Coconut Chia Pudding with Cinnamon & Blueberries
Coconut Chia Pudding with Cinnamon & Blueberries
A creamy, naturally sweet chia pudding made with coconut milk, cinnamon, and blueberries — perfect for gut-healing mornings or Candida support.

Servings: 2
Ingredients
- 1 cup full-fat canned coconut milk
- 2 tablespoons chia seeds
- ½ teaspoon ground cinnamon
- ¼ teaspoon vanilla extract alcohol-free if possible
- ¼ cup fresh or frozen blueberries
- Optional: 1–2 drops stevia or monk fruit extract no added sugar
- Pinch of sea salt
Step-by-Step Instructions
- In a jar or bowl, combine the coconut milk, chia seeds, cinnamon, vanilla, stevia (if using), and salt.
- After 5–10 minutes, stir again to prevent clumping.

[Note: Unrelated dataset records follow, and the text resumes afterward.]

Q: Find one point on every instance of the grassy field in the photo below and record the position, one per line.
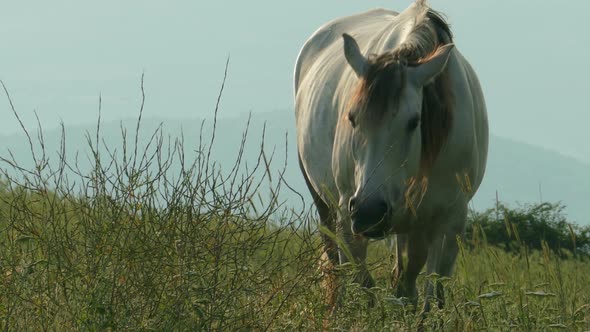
(100, 264)
(152, 239)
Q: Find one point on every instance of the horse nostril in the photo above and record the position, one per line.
(352, 204)
(382, 207)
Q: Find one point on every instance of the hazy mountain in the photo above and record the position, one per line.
(519, 172)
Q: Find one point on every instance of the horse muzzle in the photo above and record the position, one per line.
(369, 218)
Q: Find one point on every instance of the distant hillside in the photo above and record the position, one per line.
(520, 173)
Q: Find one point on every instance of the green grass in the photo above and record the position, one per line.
(152, 240)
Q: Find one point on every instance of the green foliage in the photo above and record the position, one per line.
(134, 246)
(532, 226)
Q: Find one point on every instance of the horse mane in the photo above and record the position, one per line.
(384, 80)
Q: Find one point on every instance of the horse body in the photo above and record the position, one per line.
(374, 179)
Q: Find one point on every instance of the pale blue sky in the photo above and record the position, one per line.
(57, 56)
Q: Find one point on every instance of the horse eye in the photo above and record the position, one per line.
(352, 120)
(413, 123)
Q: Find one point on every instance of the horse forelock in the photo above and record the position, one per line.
(383, 83)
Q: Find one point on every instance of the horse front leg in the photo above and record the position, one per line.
(442, 256)
(355, 251)
(417, 251)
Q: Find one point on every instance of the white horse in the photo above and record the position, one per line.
(392, 136)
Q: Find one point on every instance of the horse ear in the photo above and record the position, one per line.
(427, 71)
(353, 55)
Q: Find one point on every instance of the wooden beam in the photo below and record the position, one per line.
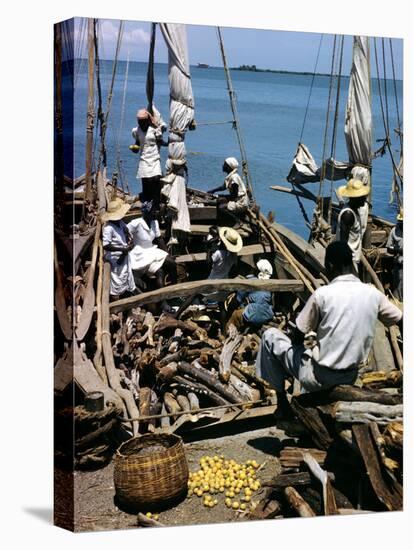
(206, 286)
(303, 193)
(247, 250)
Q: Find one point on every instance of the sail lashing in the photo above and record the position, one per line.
(181, 107)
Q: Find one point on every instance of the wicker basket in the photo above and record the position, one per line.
(150, 472)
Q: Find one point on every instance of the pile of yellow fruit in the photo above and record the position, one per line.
(217, 475)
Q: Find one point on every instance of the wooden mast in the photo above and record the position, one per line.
(90, 108)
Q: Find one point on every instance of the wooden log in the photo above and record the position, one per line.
(367, 412)
(193, 400)
(144, 521)
(388, 491)
(378, 379)
(311, 419)
(298, 503)
(230, 345)
(168, 372)
(330, 506)
(246, 392)
(207, 378)
(88, 305)
(294, 456)
(348, 393)
(176, 339)
(112, 372)
(286, 480)
(171, 403)
(207, 286)
(200, 390)
(183, 402)
(144, 406)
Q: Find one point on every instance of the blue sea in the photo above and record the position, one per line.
(271, 109)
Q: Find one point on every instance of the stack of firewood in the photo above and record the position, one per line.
(174, 366)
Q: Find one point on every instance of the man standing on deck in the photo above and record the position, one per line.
(343, 314)
(352, 220)
(236, 202)
(395, 247)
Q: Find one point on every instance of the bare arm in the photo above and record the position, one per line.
(346, 222)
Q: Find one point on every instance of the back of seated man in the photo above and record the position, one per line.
(343, 314)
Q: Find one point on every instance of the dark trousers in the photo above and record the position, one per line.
(151, 190)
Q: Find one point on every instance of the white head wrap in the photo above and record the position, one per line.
(265, 269)
(232, 162)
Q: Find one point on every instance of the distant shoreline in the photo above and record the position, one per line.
(254, 69)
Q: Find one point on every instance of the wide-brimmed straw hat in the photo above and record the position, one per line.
(116, 210)
(231, 238)
(353, 189)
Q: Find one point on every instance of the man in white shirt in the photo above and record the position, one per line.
(343, 314)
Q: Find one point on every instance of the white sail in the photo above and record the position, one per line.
(358, 122)
(181, 107)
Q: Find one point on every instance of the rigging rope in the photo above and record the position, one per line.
(396, 96)
(311, 87)
(150, 80)
(236, 125)
(323, 165)
(386, 129)
(122, 117)
(334, 139)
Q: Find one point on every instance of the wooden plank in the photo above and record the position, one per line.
(247, 250)
(203, 229)
(208, 213)
(388, 491)
(206, 286)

- Cover and refrigerate for at least 4 hours or overnight until thick and pudding-like.
- Before serving, stir once more and top with fresh or thawed blueberries.
Notes & Tips
- For a thicker texture, use 2½ tablespoons chia seeds.
- If avoiding even natural sweeteners, leave out the stevia — the cinnamon and blueberries offer natural flavor.
- Use wild blueberries if available; they’re lower in sugar and higher in antioxidants.
- This keeps well in the fridge for 3–4 days and makes a great snack or light dessert, too.